The yeast analog of mammalian cyclin/proliferating-cell nuclear antigen interacts with mammalian DNA polymerase delta.

DNA polymerase III from Saccharomyces cerevisiae is analogous to the mammalian DNA polymerase delta by several criteria, including an increased synthetic activity on poly(dA).oligo(dT) (40:1 nucleotide ratio) in the presence of calf thymus proliferating-cell nuclear antigen (PCNA), or cyclin. This stimulation assay has been used to purify the yeast analog of PCNA/cyclin (yPCNA) to homogeneity. yPCNA is a trimer or tetramer (Mr approximately 82,000) of identical subunits with a denatured Mr of 26,000. On a molar basis yPCNA and calf thymus PCNA/cyclin are equally active in stimulating DNA synthesis by DNA polymerase III. About 10 times more yPCNA than calf thymus PCNA/cyclin is needed, however, to stimulate calf thymus DNA polymerase delta, and the degree of stimulation obtained at saturating levels of yPCNA is a factor of 2-3 less than with calf thymus PCNA/cyclin.
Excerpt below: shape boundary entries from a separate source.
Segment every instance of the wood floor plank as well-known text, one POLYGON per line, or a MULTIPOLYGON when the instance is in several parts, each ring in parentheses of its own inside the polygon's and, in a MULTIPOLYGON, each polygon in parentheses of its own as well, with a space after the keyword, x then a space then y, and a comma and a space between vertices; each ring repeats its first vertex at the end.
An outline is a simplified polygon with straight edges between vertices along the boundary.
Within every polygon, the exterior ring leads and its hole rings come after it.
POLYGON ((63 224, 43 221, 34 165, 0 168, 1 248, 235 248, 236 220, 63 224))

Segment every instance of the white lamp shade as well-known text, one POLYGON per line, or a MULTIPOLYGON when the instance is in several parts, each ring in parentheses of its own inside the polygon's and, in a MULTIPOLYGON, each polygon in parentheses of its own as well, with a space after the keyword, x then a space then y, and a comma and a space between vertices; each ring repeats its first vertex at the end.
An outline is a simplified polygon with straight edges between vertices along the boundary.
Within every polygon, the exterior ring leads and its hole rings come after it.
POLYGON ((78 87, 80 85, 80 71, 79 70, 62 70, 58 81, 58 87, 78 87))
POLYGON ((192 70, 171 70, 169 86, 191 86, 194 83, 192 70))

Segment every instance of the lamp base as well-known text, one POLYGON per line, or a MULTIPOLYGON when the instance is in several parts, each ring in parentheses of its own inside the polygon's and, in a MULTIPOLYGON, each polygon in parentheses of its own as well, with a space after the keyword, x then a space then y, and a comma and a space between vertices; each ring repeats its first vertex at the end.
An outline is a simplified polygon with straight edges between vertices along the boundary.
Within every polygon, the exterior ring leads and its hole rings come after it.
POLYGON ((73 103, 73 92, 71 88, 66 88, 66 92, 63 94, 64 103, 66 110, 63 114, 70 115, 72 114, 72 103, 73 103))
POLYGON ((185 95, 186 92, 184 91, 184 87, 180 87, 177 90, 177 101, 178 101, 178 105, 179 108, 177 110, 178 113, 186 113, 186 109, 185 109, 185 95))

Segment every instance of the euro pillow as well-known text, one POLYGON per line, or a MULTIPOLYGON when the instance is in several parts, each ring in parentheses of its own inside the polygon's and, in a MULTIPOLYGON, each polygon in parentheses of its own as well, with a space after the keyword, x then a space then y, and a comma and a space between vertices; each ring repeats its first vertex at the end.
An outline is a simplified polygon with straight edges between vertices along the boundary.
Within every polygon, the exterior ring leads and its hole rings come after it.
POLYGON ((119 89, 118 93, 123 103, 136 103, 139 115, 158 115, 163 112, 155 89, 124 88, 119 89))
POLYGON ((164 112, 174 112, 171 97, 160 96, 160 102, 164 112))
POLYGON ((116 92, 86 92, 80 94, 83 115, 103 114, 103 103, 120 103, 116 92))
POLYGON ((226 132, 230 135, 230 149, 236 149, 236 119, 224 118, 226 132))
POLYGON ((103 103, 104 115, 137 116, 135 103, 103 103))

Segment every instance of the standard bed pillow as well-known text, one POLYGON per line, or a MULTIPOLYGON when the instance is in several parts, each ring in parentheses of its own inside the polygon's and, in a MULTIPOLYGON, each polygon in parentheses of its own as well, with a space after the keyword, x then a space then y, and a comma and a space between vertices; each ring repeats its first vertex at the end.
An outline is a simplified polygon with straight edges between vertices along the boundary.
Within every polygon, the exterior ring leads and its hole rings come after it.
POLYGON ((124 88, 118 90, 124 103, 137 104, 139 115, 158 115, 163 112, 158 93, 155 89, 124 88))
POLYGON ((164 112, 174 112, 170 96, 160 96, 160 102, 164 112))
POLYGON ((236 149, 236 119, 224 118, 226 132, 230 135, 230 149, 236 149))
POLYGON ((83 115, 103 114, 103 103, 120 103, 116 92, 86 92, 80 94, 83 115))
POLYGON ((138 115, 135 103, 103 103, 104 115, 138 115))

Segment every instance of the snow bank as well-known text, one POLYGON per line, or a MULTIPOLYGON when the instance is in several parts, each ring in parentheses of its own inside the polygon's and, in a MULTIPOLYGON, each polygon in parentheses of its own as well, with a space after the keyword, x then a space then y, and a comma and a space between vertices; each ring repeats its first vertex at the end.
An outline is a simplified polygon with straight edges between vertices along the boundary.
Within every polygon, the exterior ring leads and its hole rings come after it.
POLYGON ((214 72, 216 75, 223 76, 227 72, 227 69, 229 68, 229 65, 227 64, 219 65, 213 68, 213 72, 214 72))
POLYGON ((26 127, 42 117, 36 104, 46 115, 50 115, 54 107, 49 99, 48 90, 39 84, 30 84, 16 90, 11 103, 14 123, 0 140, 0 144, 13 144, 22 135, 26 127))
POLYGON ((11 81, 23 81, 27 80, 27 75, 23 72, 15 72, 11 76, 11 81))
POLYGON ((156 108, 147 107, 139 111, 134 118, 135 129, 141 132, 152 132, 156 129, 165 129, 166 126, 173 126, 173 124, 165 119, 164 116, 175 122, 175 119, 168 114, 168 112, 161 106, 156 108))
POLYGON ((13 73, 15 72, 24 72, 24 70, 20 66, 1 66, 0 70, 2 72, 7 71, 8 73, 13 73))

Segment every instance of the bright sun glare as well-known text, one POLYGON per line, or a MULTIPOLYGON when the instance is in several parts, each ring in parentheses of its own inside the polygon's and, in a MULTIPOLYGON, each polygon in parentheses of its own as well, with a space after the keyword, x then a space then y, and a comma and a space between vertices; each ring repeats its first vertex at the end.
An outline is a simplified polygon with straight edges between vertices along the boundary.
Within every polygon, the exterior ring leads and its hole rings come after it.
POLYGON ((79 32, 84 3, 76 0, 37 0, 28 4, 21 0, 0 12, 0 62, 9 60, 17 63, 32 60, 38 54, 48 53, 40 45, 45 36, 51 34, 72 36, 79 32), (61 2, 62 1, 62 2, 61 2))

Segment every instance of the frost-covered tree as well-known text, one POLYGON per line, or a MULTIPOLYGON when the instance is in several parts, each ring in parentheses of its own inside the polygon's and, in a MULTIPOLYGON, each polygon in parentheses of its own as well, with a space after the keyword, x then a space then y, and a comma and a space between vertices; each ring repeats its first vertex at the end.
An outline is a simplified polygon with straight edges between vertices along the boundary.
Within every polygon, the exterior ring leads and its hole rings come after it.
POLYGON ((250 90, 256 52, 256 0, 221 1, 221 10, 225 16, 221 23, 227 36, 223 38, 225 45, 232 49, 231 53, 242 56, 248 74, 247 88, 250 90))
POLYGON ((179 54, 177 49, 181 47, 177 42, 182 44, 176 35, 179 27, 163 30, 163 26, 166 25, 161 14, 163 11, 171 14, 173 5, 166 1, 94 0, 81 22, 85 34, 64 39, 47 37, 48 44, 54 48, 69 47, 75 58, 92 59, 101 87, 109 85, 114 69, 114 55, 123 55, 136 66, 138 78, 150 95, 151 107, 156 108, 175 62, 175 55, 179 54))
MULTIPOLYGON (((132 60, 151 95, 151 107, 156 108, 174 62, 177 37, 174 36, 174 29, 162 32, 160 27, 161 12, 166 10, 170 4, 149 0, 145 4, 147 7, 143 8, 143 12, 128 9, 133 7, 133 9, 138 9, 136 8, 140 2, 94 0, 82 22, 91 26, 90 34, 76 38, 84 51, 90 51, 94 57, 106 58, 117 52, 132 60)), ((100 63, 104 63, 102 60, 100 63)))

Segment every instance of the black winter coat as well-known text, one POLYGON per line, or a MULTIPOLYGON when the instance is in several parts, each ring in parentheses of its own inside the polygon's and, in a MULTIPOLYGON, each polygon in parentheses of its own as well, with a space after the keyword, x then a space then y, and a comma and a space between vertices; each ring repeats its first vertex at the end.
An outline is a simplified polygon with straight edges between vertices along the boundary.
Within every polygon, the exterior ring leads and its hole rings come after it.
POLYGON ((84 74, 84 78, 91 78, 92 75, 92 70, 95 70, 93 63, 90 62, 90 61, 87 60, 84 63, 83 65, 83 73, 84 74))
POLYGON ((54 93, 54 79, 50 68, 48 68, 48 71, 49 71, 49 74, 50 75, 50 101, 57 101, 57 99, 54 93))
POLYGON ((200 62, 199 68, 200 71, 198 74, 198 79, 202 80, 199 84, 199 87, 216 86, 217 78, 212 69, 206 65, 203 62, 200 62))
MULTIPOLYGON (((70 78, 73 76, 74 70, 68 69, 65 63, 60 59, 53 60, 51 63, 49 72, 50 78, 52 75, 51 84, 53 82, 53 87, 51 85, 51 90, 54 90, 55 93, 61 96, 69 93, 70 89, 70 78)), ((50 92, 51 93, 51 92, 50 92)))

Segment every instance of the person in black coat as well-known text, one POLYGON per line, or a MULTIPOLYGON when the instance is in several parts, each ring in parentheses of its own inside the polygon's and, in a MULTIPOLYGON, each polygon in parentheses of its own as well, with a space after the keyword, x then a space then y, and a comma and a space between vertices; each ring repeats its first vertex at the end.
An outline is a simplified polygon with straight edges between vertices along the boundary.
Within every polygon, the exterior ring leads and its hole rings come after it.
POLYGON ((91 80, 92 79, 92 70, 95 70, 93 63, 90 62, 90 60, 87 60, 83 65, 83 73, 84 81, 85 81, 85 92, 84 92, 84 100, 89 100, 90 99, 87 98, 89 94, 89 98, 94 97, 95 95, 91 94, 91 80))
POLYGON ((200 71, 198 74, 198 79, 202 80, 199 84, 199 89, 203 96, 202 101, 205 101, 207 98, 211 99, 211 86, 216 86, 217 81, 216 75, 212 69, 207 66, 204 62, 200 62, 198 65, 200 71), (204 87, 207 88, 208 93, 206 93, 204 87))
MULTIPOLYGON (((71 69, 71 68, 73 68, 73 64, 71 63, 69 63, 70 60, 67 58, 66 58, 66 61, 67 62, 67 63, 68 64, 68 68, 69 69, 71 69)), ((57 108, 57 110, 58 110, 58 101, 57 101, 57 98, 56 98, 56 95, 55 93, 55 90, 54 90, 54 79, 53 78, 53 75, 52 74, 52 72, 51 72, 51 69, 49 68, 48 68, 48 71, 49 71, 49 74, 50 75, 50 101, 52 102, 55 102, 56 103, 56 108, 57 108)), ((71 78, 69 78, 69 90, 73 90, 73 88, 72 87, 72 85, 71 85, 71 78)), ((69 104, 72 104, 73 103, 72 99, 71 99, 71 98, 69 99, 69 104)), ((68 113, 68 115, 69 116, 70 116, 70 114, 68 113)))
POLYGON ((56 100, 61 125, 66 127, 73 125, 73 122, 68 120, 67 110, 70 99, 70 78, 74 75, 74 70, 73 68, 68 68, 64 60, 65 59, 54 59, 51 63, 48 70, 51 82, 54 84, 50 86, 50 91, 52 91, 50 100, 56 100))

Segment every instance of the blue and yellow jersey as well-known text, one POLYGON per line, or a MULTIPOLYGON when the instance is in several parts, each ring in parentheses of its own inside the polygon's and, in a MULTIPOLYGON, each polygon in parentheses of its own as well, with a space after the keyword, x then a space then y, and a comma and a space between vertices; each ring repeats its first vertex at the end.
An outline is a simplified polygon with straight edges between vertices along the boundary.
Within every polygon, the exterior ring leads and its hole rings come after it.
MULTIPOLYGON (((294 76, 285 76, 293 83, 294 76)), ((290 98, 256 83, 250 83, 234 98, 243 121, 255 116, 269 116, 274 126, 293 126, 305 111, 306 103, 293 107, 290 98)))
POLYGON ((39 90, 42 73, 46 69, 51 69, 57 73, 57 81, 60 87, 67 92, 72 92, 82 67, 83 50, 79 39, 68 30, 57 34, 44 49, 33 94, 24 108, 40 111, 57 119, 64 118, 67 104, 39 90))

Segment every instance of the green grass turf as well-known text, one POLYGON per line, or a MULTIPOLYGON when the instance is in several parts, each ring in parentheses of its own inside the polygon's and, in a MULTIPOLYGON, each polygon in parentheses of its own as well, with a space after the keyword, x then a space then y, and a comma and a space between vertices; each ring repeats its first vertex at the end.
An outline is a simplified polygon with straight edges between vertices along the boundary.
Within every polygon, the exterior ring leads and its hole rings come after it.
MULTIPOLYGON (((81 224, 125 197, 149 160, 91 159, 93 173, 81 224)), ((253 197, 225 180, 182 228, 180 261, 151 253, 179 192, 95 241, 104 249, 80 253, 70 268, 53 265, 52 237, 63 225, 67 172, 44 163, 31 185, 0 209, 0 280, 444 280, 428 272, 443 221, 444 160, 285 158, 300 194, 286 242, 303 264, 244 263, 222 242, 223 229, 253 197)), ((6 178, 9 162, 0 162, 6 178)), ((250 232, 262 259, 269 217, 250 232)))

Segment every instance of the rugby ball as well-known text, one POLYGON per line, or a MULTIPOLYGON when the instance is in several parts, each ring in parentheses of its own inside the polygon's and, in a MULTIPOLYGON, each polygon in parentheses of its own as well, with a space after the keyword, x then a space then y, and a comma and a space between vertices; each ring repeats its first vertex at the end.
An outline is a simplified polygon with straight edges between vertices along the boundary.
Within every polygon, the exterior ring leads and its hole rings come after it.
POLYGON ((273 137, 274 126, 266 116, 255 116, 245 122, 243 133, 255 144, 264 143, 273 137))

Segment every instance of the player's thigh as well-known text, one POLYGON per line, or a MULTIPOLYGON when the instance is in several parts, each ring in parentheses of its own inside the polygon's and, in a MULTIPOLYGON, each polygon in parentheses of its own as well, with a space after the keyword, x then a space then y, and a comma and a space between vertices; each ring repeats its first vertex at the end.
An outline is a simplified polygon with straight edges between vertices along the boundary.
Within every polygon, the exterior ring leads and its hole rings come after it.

Both stimulatory proteins exert their effect in an identical fashion, i.e., by increasing the processivity of the DNA polymerase. Yeast DNA polymerases I and II and calf thymus DNA polymerase alpha are not stimulated by yPCNA. Treatment of logarithmic-phase cells with hydroxyurea blocks them in the S phase and produces a 4- to 5-fold increase in yPCNA.